Reading your post brought me right back to my first year after licensure...it can be extremely intense, and emotionally texting, and I remember wondering as a new grad, what ever possessed me to think I could do this... But please hear this: no nurse ever entered this profession knowing everything. All of us, including those on your unit who are less than supportive of you as a new nurse, were once in your shoes. If you can take any comfort from that, please do. From your post, it really sounds like you are doing your best, and YOU WiLL learn, and gain confidence. I remember the first time I dealt with a truly emergent situation as a nurse without panicking. Once it was over, I realized... Hey, I didn't panic at all! I did what needed to be done, step you step, without my heart racing or second guessing myself. And that was in my sixth year as an RN. We all have things to learn and areas of our nursing practice to focus on developing and improving.

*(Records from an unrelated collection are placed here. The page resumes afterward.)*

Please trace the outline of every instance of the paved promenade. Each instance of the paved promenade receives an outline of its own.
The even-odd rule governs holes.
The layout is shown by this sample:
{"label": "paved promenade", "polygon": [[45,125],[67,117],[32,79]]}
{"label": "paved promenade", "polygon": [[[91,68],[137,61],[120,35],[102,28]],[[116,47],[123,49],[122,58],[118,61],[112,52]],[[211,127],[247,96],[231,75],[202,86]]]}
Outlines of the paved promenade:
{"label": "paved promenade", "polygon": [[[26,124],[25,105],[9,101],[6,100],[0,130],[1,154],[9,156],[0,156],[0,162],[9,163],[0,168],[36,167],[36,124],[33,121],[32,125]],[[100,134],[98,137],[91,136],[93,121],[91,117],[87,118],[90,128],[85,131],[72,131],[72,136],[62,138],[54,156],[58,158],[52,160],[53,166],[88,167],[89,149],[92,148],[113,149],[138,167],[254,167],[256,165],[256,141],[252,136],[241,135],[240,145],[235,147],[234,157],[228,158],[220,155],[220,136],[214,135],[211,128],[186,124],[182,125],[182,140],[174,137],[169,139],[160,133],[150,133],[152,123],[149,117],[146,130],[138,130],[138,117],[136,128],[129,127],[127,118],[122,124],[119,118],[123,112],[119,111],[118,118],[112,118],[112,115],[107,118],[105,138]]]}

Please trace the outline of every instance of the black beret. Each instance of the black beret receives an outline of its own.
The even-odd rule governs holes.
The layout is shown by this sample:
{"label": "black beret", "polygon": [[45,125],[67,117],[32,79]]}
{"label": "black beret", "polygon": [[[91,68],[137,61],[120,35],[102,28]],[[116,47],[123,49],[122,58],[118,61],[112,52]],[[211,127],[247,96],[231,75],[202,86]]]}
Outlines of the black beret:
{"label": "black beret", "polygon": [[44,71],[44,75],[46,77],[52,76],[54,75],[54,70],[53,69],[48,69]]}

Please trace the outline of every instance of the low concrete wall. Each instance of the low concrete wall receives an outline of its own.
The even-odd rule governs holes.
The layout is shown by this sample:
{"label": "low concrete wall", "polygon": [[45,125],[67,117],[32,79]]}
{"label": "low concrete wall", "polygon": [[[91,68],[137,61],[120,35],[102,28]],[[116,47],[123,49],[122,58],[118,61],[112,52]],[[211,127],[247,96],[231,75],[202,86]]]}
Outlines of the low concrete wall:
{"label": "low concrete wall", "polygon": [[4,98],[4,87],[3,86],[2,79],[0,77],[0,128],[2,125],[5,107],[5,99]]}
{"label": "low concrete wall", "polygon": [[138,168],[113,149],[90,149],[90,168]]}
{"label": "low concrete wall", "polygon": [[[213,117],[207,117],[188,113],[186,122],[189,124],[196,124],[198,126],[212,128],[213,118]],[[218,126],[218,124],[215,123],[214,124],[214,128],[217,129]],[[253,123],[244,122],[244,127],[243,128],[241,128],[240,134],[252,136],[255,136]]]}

I am really impressed with your self assessment and recognition of your weaknesses, but don't forget your strengths! Keep yourself positive' and as a previous poster mentioned, it really does help to 'fake it till you make it' in many situations. Of course, don't hesitate to ask if you don't know; but that confidence will help you and your patients.

Many, many hugs and much encouragement!!

emmylue

Specializes in Rehab, acute/critical care.

I think most new nurses go through this feeling. When you get overwhelmed and anxious, just take a deep breath! Don't rush yourself. It's not fair to you if you compare yourself to nurses that have been doing this for many years. When you rush yourself, the patients can tell and see how unconfident you are. When you get report and the previous nurse gives you report, just think in your head what you will need to do for this patient. Patient diabetic? Check MAR for accuchecks and insulin times. Patient has wounds? Check what dressings you may need to do. Patient has IV medications? Check times/types for each med and what they are for. Maybe after you do rounds and meet your patients, go through your tasks for the shift and try to plan your shift if you have too. In nursing, not everything can be done perfectly on time. I've learned it's better to spend 10 minutes plan my tasks and know everything going on with my patients then get the job done.

Best of luck! Give yourself time but don't forget to just breathe and don't rush yourself.

Also, with the nurse preceptor avaliable, maybe ask him/her for any time management tips or suggestions. If you're willing to learn most people won't mind giving you a hand up.

Specializes in LTC Rehab Med/Surg.

I still get frightened.

They've hired a new grad and expect a seasoned nurse. Their bad, not yours.

Everything you describe is a new employee learning curve.

The one piece of advice I'd give is to toughen up. You can't let yourself be treated second rate, because you're not. Do not accept disrespect. You can be reprimanded for making mistakes, but not for asking questions.

What do you have to lose? If they're going to let you go, and that's what's got you walking on eggshells, then how much worse can it be if you just stand up for yourself?

Your post makes me remember the way I felt all those years ago. I hated it.

I'm rooting for you, and hope you'll give us updates on your progress.

What alarmed me most in the OP was that your charge nurse dragged you into the patient's room to point out an error *in front of the patient*. Apart from how unfair that was to you, imagine how upsetting that was for the patient!

Specializes in Psych, Corrections, Med-Surg, Ambulatory.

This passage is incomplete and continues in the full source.